2021 CMSC Annual Meeting

Empowering Patients through Technology to Manage and Track Symptoms of MS


Background: Symptom management, an important component of MS care, can be achieved by using a patient app tool to manage symptoms and track/store symptom issues to share with clinicians. Multiple Sclerosis Association of America (MSAA) and @Point of Care collaborated to develop complementary apps for use by patients and their clinicians that facilitate sharing of data: My MS Manager TM, a HIPAA compliant patient app, and Multiple Sclerosis @Point of Care, a clinician app. By enhancing the patient app with validated symptom management tools, patients can track and manage their symptoms and improve their quality of life. Objectives: Evaluate the impact of patient app in assessing differences in symptom severity based on clinical phenotype and in empowering patients to track/manage their MS symptoms. Methods: MSAA and @Point of Care included validated measures to the app to facilitate tracking of bladder control (Bladder Control Scale; BLCS; 11/2019), depression (Patient Health Questionnaire Score for Depression; PHQ-9; 08/2019), and cognitive function (PROMIS Cognitive Function-Short Form 8a; 03/2019).

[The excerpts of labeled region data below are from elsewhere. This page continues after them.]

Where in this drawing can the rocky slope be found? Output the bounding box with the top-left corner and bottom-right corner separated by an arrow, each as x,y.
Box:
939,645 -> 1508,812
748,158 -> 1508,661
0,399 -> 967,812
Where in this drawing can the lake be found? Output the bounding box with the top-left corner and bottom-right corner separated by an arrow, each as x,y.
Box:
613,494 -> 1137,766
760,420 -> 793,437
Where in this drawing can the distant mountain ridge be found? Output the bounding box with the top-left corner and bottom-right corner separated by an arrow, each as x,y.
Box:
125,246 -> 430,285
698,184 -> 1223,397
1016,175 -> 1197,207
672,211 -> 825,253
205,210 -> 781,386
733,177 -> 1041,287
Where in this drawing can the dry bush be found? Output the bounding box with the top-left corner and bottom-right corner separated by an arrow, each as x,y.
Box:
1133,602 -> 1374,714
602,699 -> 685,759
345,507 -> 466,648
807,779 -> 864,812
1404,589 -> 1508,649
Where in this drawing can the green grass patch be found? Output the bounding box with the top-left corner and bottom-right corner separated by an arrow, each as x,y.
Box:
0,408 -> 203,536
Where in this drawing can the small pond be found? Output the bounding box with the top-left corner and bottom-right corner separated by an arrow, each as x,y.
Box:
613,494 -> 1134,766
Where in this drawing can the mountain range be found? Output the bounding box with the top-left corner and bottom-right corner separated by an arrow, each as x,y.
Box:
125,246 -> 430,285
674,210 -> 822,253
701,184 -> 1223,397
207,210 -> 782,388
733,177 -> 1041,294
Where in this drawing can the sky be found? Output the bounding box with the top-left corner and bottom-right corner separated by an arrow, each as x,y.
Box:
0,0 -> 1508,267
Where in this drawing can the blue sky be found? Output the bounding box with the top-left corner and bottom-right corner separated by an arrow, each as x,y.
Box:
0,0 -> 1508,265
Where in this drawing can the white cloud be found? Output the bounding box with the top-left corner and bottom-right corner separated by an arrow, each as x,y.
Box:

Patient data were analyzed to assess: 1) symptom severity by phenotype, 2) quality of life (QOL) factors most affected by symptom severity, and 3) benefits of frequent app use (> 28 visits) on symptoms. Results: Of 50,196 downloads of the My MS Manager app, 7428 patients have already identified their clinical phenotype and/or tracked their bladder control, depression, and cognitive function: • SPMS patients compared to RRMS patients had • Significantly greater bladder control issues that alter their activities (37% vs 17%; P = 0.00003), almost lead to accident (40% vs 25%; P=0.005), had accident (36% vs 18%; P=0.0002), and severely affect their lifestyle (16% vs 7%; P = 0.014) • Significantly worse depression symptoms for “more than half the days/nearly every day” • Reported their depression issues more severely affect their work (>19% difference) • PPMS compared to RRMS/SPMS patients showed no significant differences in bladder dysfunction, depression, and cognitive function • Infrequent RRMS users (? 28 visits) of the My MS Manager app experienced significantly higher depression severity as opposed to frequent RRMS users (>28 visits) Conclusions: The My MS Manager patient app facilitates the ability of patients with MS to record their symptoms utilizing validated measures and empowers them to track, manage and discuss their symptoms with their clinicians.